We desired to visit the famous inland sea, the American “Dead Sea,” the great Salt Lake—seventeen miles, horseback, from the city—for we had dreamed about it, and thought about it, and talked about it, and yearned to see it, all the first part of our trip; but now when it was only arm's length away it had suddenly lost nearly every bit of its interest. And so we put it off, in a sort of general way, till next day—and that was the last we ever thought of it. We dined with some hospitable Gentiles; and visited the foundation of the prodigious temple; and talked long with that shrewd Connecticut Yankee, Heber C. Kimball (since deceased), a saint of high degree and a mighty man of commerce.

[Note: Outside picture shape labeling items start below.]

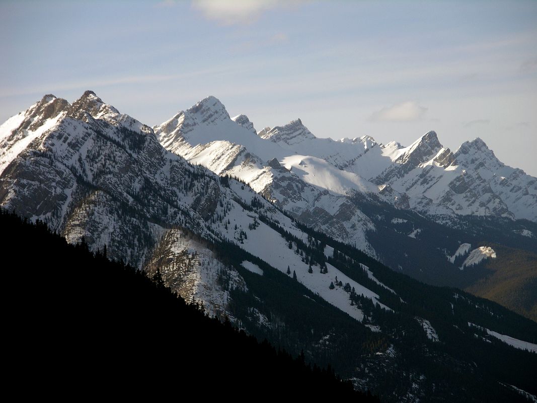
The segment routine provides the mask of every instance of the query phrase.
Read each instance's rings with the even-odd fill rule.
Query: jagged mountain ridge
[[[393,203],[396,198],[405,199],[410,208],[421,213],[494,215],[537,221],[537,179],[505,165],[480,139],[465,143],[454,153],[442,146],[433,131],[407,147],[395,142],[378,143],[367,136],[336,141],[315,138],[297,119],[258,133],[262,139],[280,146],[277,149],[266,142],[255,143],[251,138],[232,134],[234,131],[229,124],[233,121],[224,111],[221,103],[209,97],[180,113],[192,117],[188,124],[172,119],[154,128],[164,147],[219,174],[237,165],[227,150],[222,150],[219,157],[217,145],[213,143],[227,141],[243,146],[243,153],[259,157],[263,163],[275,158],[287,168],[300,163],[297,155],[320,159],[345,174],[358,175],[361,186],[345,184],[349,190],[372,192]],[[241,122],[247,121],[248,129],[253,131],[246,116],[240,116]],[[191,121],[200,123],[194,128]],[[203,159],[199,148],[197,153],[189,153],[192,148],[209,143],[212,156],[208,160]],[[219,163],[221,159],[226,159],[227,164]],[[333,190],[330,187],[337,188],[334,182],[338,179],[328,184],[313,177],[307,180]],[[383,193],[387,186],[394,194]]]
[[[501,307],[468,296],[463,299],[447,289],[441,290],[439,305],[436,292],[425,287],[433,296],[427,297],[427,306],[441,312],[437,313],[430,307],[418,310],[412,301],[415,296],[408,289],[421,299],[424,297],[420,287],[425,286],[391,277],[387,269],[348,245],[294,222],[248,185],[219,178],[166,151],[150,128],[121,115],[95,93],[86,92],[72,105],[56,99],[41,102],[39,111],[46,109],[49,103],[63,105],[53,120],[41,119],[41,126],[28,131],[25,128],[30,127],[26,123],[12,121],[11,126],[2,126],[6,134],[0,138],[1,143],[11,139],[11,159],[0,174],[0,204],[7,209],[45,220],[71,242],[83,236],[95,249],[106,244],[111,257],[122,258],[148,272],[158,268],[175,291],[201,299],[211,313],[228,314],[236,323],[262,337],[285,343],[295,351],[305,345],[306,354],[317,359],[342,360],[345,364],[340,365],[346,369],[347,376],[352,375],[357,387],[395,393],[391,386],[384,387],[383,368],[389,365],[400,369],[396,376],[401,384],[397,385],[397,393],[401,401],[418,395],[424,398],[433,387],[451,393],[454,400],[456,398],[456,393],[452,392],[453,385],[440,385],[441,379],[427,365],[420,364],[416,367],[418,370],[405,366],[408,356],[404,346],[411,340],[434,351],[433,365],[437,359],[443,362],[446,353],[441,351],[442,344],[427,343],[449,343],[452,340],[463,340],[469,346],[491,351],[497,348],[517,359],[526,357],[518,355],[529,354],[492,337],[474,340],[474,330],[466,324],[458,330],[453,323],[444,321],[444,318],[453,315],[460,328],[470,318],[465,313],[469,310],[471,317],[476,318],[472,319],[473,323],[498,332],[510,329],[513,337],[530,340],[531,326],[529,330],[510,326],[520,318]],[[26,111],[22,113],[26,117],[21,121],[31,115],[28,119],[33,123],[43,114],[34,116]],[[212,114],[207,121],[220,121],[216,118],[222,117],[227,119],[222,113]],[[187,118],[179,116],[177,120]],[[188,134],[195,133],[191,129]],[[247,129],[238,134],[259,138]],[[15,139],[28,144],[20,147],[20,142],[13,141]],[[20,150],[13,156],[17,144]],[[311,165],[322,162],[318,160],[304,157],[301,159],[303,163],[297,161],[296,166],[307,171]],[[293,166],[289,171],[277,160],[268,162],[271,169],[293,173]],[[300,179],[298,175],[292,177],[294,183],[296,177]],[[314,190],[318,192],[318,186]],[[337,195],[335,192],[327,194]],[[286,274],[288,265],[291,273],[296,275],[296,282],[291,274]],[[328,272],[320,272],[323,269]],[[410,285],[401,285],[405,282],[410,282]],[[405,320],[400,321],[404,329],[397,327],[401,324],[392,328],[393,319],[387,321],[387,318],[403,314],[407,304],[413,307]],[[296,320],[284,319],[294,311],[302,316],[309,313],[311,320],[316,321],[315,326],[306,326],[304,332],[296,327],[301,323],[301,316],[295,316]],[[431,329],[440,342],[429,337]],[[350,340],[349,334],[353,335]],[[355,337],[364,340],[364,334],[371,342],[367,355],[361,349],[361,341],[353,342]],[[387,344],[383,337],[393,346]],[[402,342],[402,337],[405,339]],[[494,385],[491,390],[499,388],[498,393],[516,398],[516,393],[498,386],[488,375],[484,381],[477,382],[481,376],[468,372],[472,366],[466,362],[468,358],[459,355],[455,362],[466,369],[461,370],[469,379],[476,379],[473,384]],[[360,366],[361,359],[367,360],[367,365]],[[410,373],[409,370],[412,376],[407,379],[404,374]],[[512,378],[505,375],[502,379],[532,391],[526,380]]]
[[[198,106],[194,112],[205,107]],[[219,112],[208,121],[229,118],[223,109]],[[0,203],[5,208],[46,220],[70,242],[83,236],[95,248],[107,245],[111,257],[139,268],[149,270],[156,258],[167,256],[159,265],[168,284],[185,290],[185,296],[205,298],[214,312],[226,313],[228,302],[228,296],[218,291],[218,273],[228,272],[234,287],[242,283],[240,276],[199,244],[193,248],[188,237],[181,241],[184,237],[175,228],[201,239],[240,242],[246,250],[280,270],[291,264],[307,286],[319,289],[327,300],[351,316],[362,317],[360,310],[345,298],[324,290],[322,285],[328,281],[328,278],[307,276],[308,264],[289,251],[287,241],[262,222],[257,211],[306,239],[288,217],[249,188],[234,179],[223,184],[211,171],[193,167],[166,150],[152,129],[120,114],[93,92],[86,91],[72,105],[46,96],[17,117],[19,120],[10,119],[2,126],[5,135],[0,141],[7,145],[2,157],[8,156],[0,175]],[[174,119],[192,122],[197,118],[186,114]],[[20,142],[27,145],[23,148]],[[19,153],[14,155],[14,150]],[[245,214],[245,206],[252,203],[256,211]],[[253,231],[252,221],[256,220],[255,233],[262,234],[263,240],[248,240],[246,234]],[[264,241],[285,253],[273,256]],[[159,251],[156,257],[155,250]],[[188,260],[186,255],[194,252],[198,257],[184,264]],[[335,268],[333,270],[338,274]],[[189,276],[191,281],[187,279]],[[378,298],[347,280],[356,289]],[[192,284],[186,286],[179,284],[182,281]],[[209,292],[204,293],[202,287]],[[219,293],[220,297],[215,297]]]

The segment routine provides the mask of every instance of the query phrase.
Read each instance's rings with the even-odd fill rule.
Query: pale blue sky
[[[537,1],[289,4],[0,2],[0,121],[92,89],[153,125],[212,95],[258,130],[479,136],[537,176]]]

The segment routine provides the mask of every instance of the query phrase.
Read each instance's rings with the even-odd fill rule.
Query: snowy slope
[[[241,153],[258,159],[260,168],[276,159],[321,189],[342,195],[373,192],[422,213],[537,221],[537,179],[498,161],[480,139],[465,143],[455,153],[434,131],[407,147],[380,144],[369,136],[336,141],[316,138],[300,119],[265,128],[256,139],[245,115],[233,119],[209,97],[155,129],[168,149],[219,174],[234,169],[249,183],[263,176],[270,186],[271,179],[263,172],[238,169],[234,159]],[[303,172],[301,161],[315,174]]]
[[[223,120],[230,133],[250,138],[253,147],[265,144],[231,120],[216,100],[205,102],[211,107],[202,103],[174,118],[188,124],[185,139],[211,138],[215,123]],[[194,124],[200,121],[205,124]],[[185,125],[180,127],[184,129]],[[149,272],[158,267],[173,290],[187,299],[203,301],[213,314],[225,313],[229,303],[229,295],[217,280],[223,272],[231,279],[228,286],[245,286],[236,271],[219,262],[196,236],[240,243],[282,271],[291,265],[299,282],[355,319],[360,320],[362,314],[350,304],[348,294],[329,288],[336,276],[384,306],[378,294],[331,265],[327,265],[328,274],[308,273],[308,265],[257,212],[306,241],[307,236],[289,218],[249,187],[234,179],[224,185],[211,171],[166,150],[150,128],[121,114],[92,91],[72,105],[46,96],[8,121],[2,131],[4,143],[16,150],[3,160],[4,165],[11,163],[10,169],[0,176],[3,206],[45,220],[70,242],[84,236],[94,248],[106,245],[111,257]],[[233,145],[226,144],[233,152]],[[270,152],[270,148],[264,150]],[[245,213],[243,206],[253,205],[254,199],[256,211]],[[320,203],[335,208],[329,201]]]

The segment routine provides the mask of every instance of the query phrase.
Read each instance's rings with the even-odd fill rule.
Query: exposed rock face
[[[253,124],[250,121],[250,119],[248,119],[248,117],[246,115],[237,115],[234,118],[231,118],[231,120],[244,128],[249,130],[250,132],[255,133],[257,133],[257,131],[253,127]]]

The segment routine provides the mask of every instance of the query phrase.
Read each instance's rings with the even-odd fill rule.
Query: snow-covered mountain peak
[[[246,115],[237,115],[235,117],[231,118],[231,120],[234,121],[237,124],[240,125],[244,128],[248,129],[250,132],[253,132],[256,134],[257,134],[257,131],[256,130],[255,128],[253,127],[253,124],[250,121],[250,119],[248,119],[248,117]]]
[[[111,105],[105,104],[92,91],[84,91],[82,96],[72,103],[71,116],[75,119],[86,120],[85,113],[88,113],[94,119],[108,120],[119,114],[119,111]]]
[[[300,119],[292,120],[285,126],[277,126],[268,131],[267,128],[262,130],[258,135],[262,139],[270,140],[275,143],[285,143],[289,146],[294,146],[306,140],[316,138],[302,124]]]
[[[503,165],[496,158],[494,152],[478,137],[471,141],[465,141],[455,152],[457,163],[468,168],[475,168],[480,164]]]
[[[230,119],[226,107],[217,98],[212,95],[204,98],[187,109],[186,112],[193,115],[202,123],[214,123]]]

We saw the “Tithing-House,” and the “Lion House,” and I do not know or remember how many more church and government buildings of various kinds and curious names. We flitted hither and thither and enjoyed every hour, and picked up a great deal of useful information and entertaining nonsense, and went to bed at night satisfied.

The second day, we made the acquaintance of Mr. Street (since deceased) and put on white shirts and went and paid a state visit to the king. He seemed a quiet, kindly, easy-mannered, dignified, self-possessed old gentleman of fifty-five or sixty, and had a gentle craft in his eye that probably belonged there. He was very simply dressed and was just taking off a straw hat as we entered. He talked about Utah, and the Indians, and Nevada, and general American matters and questions, with our secretary and certain government officials who came with us. But he never paid any attention to me, notwithstanding I made several attempts to “draw him out” on federal politics and his high handed attitude toward Congress. I thought some of the things I said were rather fine. But he merely looked around at me, at distant intervals, something as I have seen a benignant old cat look around to see which kitten was meddling with her tail.

By and by I subsided into an indignant silence, and so sat until the end, hot and flushed, and execrating him in my heart for an ignorant savage. But he was calm. His conversation with those gentlemen flowed on as sweetly and peacefully and musically as any summer brook. When the audience was ended and we were retiring from the presence, he put his hand on my head, beamed down on me in an admiring way and said to my brother:

“Ah—your child, I presume? Boy, or girl?”